Pihak MNC Sekuritas pun menambahkan bahwa level support IHSG saat ini berada di angka 5.784 dan 5.594, dengan level resistance yang dipatok pada 6.286 serta 6.459.

Senior Technical Analyst Mirae Asset Sekuritas Indonesia, Nafan Aji Gusta, memproyeksikan bahwa IHSG berpeluang mengalami penguatan secara terbatas seiring dengan munculnya pola hammer candle yang menjadi indikator pembalikan arah. 

Walaupun indikator Stochastic dan Relative Strength Index memberikan sinyal yang positif, para pelaku pasar diharapkan tetap berhati-hati terhadap penurunan volume transaksi.

Nafan turut menyampaikan bahwa saham-saham dengan kapitalisasi pasar besar tetap menjadi perhatian utama para pemodal dalam memantau pergerakan aliran dana asing. 

Dari perspektif global, pasar terus memantau hasil Global Market Accessibility Review dari MSCI yang menunjukkan posisi Indonesia berada dalam kondisi yang relatif aman di antara kelompok pasar berkembang.

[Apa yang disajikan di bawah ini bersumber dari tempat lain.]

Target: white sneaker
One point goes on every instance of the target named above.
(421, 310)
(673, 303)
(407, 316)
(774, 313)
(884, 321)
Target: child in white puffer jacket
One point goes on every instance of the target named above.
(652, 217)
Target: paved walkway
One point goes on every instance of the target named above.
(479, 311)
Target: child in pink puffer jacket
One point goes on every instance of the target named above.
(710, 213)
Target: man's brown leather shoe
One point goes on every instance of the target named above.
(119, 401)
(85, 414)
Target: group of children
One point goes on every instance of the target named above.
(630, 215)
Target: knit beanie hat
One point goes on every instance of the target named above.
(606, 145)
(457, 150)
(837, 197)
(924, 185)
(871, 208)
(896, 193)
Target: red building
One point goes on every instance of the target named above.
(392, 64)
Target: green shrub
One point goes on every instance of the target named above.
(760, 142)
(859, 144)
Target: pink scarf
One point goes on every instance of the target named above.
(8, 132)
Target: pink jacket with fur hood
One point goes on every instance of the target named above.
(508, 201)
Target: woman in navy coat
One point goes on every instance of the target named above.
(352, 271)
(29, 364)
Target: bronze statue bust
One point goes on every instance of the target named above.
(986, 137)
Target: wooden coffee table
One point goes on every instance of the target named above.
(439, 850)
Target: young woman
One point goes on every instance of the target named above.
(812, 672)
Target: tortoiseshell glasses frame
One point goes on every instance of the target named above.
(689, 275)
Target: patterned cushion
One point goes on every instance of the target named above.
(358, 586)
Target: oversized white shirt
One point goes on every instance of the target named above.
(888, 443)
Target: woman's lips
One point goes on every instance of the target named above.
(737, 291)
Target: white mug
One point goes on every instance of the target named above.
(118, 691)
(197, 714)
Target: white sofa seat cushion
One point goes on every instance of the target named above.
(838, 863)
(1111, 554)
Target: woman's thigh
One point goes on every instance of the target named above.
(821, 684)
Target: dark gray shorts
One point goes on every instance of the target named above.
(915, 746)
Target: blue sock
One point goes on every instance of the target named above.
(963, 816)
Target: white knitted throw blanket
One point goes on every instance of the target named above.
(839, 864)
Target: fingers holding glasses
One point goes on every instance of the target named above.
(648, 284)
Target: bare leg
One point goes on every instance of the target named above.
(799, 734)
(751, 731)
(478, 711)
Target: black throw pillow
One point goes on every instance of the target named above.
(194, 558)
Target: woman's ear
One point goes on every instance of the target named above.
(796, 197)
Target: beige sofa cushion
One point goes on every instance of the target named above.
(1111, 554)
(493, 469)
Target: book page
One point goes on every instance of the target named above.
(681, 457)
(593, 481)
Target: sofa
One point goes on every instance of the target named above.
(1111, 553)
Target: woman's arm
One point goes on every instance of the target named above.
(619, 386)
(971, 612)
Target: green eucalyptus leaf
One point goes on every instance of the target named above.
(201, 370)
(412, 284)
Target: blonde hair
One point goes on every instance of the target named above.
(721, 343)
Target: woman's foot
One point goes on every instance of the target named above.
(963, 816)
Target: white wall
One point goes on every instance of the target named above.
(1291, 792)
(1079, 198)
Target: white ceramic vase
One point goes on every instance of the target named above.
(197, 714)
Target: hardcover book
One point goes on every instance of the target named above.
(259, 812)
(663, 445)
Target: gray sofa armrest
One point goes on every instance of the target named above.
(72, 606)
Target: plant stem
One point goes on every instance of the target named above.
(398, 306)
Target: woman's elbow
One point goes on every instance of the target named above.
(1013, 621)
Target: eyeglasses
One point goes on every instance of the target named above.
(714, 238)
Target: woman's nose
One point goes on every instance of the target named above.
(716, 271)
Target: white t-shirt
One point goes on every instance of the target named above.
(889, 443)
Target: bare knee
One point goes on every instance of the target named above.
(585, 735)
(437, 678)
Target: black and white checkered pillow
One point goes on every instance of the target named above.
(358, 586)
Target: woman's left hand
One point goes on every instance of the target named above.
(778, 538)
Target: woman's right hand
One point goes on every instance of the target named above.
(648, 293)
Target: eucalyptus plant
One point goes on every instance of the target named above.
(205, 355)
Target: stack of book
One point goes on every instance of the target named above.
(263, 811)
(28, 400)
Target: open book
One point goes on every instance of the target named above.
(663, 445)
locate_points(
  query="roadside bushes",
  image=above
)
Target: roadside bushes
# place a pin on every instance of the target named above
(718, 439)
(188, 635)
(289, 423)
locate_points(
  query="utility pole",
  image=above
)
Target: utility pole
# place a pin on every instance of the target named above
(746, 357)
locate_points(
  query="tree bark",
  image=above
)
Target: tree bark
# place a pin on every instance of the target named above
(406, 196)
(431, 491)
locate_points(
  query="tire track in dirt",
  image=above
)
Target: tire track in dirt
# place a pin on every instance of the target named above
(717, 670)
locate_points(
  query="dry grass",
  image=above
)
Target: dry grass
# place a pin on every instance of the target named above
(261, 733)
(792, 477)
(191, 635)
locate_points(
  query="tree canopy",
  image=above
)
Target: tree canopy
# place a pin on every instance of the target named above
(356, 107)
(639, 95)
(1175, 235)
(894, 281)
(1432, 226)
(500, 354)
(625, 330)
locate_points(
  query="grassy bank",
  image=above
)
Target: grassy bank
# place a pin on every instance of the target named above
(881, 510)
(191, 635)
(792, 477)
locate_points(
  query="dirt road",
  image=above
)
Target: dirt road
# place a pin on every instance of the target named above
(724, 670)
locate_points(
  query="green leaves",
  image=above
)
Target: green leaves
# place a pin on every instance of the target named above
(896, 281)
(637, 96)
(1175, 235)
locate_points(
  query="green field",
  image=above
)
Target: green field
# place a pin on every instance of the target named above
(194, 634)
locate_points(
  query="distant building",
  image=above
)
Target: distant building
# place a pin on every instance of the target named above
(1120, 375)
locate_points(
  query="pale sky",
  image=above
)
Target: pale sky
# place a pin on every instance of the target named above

Para pelaku pasar kini juga bersiap untuk mencermati keputusan akhir Annual Market Classification MSCI yang dijadwalkan pada 23-24 Juni 2026, di samping terus memperhatikan agenda penyesuaian bobot indeks atau FTSE rebalancing. 

Dari iklim domestik, Bank Indonesia telah mengambil langkah menaikkan suku bunga acuan sebesar 25 basis poin menjadi 5,75 persen sebagai upaya mempertahankan stabilitas nilai tukar rupiah dan mengendalikan laju inflasi.

Sementara itu di pasar valuta asing, nilai tukar rupiah terpantau melemah 0,18 persen ke posisi 17.794 per dolar AS karena pengaruh sentimen eksternal serta sikap hawkish dari hasil pertemuan Federal Open Market Committee. 

Walaupun tingkat suku bunga Amerika Serikat dipertahankan pada level 3,75 persen, proyeksi kenaikan suku bunga untuk tahun 2026 menjadi 3,8 persen memicu timbulnya ekspektasi pasar akan adanya kenaikan tambahan dari Federal Reserve pada bulan Desember mendatang.

Di sisi lain, pasar memperoleh sentimen yang positif dari perkembangan geopolitik setelah Amerika Serikat dan Iran menyetujui kesepakatan damai sementara yang membuka kembali koridor pelayaran di Selat Hormuz. 

Langkah ini diharapkan dapat meredakan ketegangan di kawasan tersebut sekaligus meminimalisasi risiko gangguan pada pasokan energi dunia.

MNC Sekuritas merekomendasikan para investor untuk memperhatikan pergerakan saham ASII, ICBP, JPFA, dan PANI. Saham ASII disarankan untuk buy on weakness pada kisaran 4.590-4.740 dengan target harga 5.025-5.225, sedangkan ICBP direkomendasikan trading buy pada area 6.525-6.600 dengan target di level 6.825-6.950.

Untuk saham JPFA, investor disarankan melakukan buy on weakness di rentang 1.870-1.930 dengan target harga 2.100-2.210, serta saham PANI pada area 4.840-5.950 dengan target harga di angka 7.425-9.025. 

Di samping itu, Mirae Asset Sekuritas juga menganjurkan para investor untuk mencermati pergerakan saham ASII, BBTN, dan TOWR pada sesi perdagangan hari ini.